In 2026, The Digital Government Development Agency (DGA) has been transferred under the direct control of the Ministry of Digital Economy and Society. This move ensures unified policy implementation and aligns with the Ministry's mission.

==Mission==
The Thai government has set the goal of all state agencies to become fully digitized by 2022. In October 2019 the DGA was given the mission of drafting a digital road map (2020-2022) for the government by November 2019. The road map will then be submitted to the cabinet to make it official policy. The agency has been working off of interim plans approved by the cabinet for several years already.

==Programs and plans==
The agency introduced the e-government portal www.egov.go.th several years ago to serve as a central information hub, helping people to obtain public services.

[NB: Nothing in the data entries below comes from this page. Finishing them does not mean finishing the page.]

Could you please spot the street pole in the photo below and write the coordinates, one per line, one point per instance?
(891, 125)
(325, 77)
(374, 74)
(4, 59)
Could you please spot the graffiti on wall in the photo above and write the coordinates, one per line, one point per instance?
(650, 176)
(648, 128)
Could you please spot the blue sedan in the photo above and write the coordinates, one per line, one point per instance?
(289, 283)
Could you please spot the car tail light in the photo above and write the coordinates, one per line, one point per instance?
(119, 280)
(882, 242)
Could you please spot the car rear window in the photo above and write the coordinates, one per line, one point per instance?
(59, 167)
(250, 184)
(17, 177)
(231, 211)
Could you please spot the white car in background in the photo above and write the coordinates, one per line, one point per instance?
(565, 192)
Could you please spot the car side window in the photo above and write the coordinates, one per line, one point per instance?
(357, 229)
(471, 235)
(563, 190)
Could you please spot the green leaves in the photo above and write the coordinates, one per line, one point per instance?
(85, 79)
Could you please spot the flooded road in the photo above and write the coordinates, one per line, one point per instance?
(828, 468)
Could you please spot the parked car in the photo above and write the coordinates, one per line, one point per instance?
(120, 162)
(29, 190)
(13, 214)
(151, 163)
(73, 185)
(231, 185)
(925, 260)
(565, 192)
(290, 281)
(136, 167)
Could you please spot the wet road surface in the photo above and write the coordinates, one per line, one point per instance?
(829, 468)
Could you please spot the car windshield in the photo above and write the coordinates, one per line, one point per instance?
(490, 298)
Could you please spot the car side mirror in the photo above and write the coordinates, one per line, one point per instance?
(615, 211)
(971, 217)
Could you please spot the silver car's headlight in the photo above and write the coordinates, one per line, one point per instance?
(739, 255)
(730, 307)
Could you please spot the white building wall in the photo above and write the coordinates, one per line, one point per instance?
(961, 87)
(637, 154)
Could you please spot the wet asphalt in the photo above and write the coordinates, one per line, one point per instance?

It also developed and introduced in early-2019 the CITIZENinfo application, offering information for those searching for state agencies at 8,000 locations nationwide as well as posting the forms required by citizens to conduct business with those state agencies.

In 2018 the DGA published a two-year digital road map. The road map includes seven functions that ensure a full digital government transformation: government data exchange; one-stop service; government data centers; open government data; unified government communications; secure government intranet; and digital transformation programs.